Before comparing residuals across signal families, the signals must be separated by unit scale. Alice's 41 behavioral dimensions include signals on fundamentally different measurement scales:
Bounded or normalized signals are entropy measures in bits or [0,1], correlation coefficients in [-1,1], dimensionless ratios, and exponents. These are directly comparable across families because their magnitudes are on commensurable scales. There are 28 such signals across 10 theoretical families.
Raw-scale signals are measured in physical units: motor jerk in ms/step^2, ex-Gaussian tau in milliseconds, lapse rate in events/minute. Their residual magnitudes reflect unit scale, not measurement-theoretic importance. A residual of 192 for motor_jerk and 5 for MF-DFA spectrum width does not mean motor jerk is 38x more ghost-resistant; it means the signals are denominated in different currencies. There are 8 such signals in the motor distribution and transfer entropy families, plus avalanche_size_exponent in causal emergence.
The primary decomposition (Section 3) reports only the bounded signals. The raw-scale signals are reported separately (Section 4) and confirm that the ghost cannot reproduce motor timing distributions, but their residual magnitudes are not compared against the bounded families.

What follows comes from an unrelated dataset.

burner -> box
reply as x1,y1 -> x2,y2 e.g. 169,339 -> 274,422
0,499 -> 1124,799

This separation is not post-hoc. It follows from the unit structure of the signals. A reviewer asking "why did you exclude motor_jerk from the comparison" has the same answer as "why don't you compare degrees Celsius to kilograms": the comparison is undefined without normalization, and the natural normalization (z-scoring against personal baselines) requires more accumulated data than the current corpus provides. The separation is reported rather than the comparison being forced.
The full adversary (variant 5) produces the following per-family mean absolute residuals among bounded signals. Families are groups of signals sharing a mathematical framework. Per-family residual is the mean of per-signal mean absolute residuals within the family, averaged across sessions.
| Family | Signals | Mean Residual | Std | n |
|---|---|---|---|---|
| Multifractal (MF-DFA) | 2 | 2.742 | 0.945 | 7 |
| Motor Complexity (MSE + Fisher) | 2 | 1.029 | 0.846 | 7 |
| Recurrence (RQA + time entropy) | 4 | 0.199 | 0.136 | 7 |
| Recurrence Networks | 4 | 0.168 | 0.048 | 7 |
| Dynamic Modes (DMD) | 3 | 0.162 | 0.137 | 7 |
| Spectral (PSD) | 3 | 0.146 | 0.054 | 7 |
| Scaling (DFA alpha) | 1 | 0.138 | 0.022 | 7 |
| Ordinal Statistics | 5 | 0.012 | 0.005 | 7 |
| Permutation Entropy | 1 | 0.010 | 0.003 | 7 |
| Temporal Irreversibility | 1 | 0.006 | 0.004 | 7 |
The partition has three tiers. MF-DFA and motor complexity are an order of magnitude above the middle tier (recurrence, networks, DMD, spectral, DFA). The middle tier is an order of magnitude above the bottom tier (ordinal statistics, PE, temporal irreversibility). The total range among bounded signals spans roughly two orders of magnitude.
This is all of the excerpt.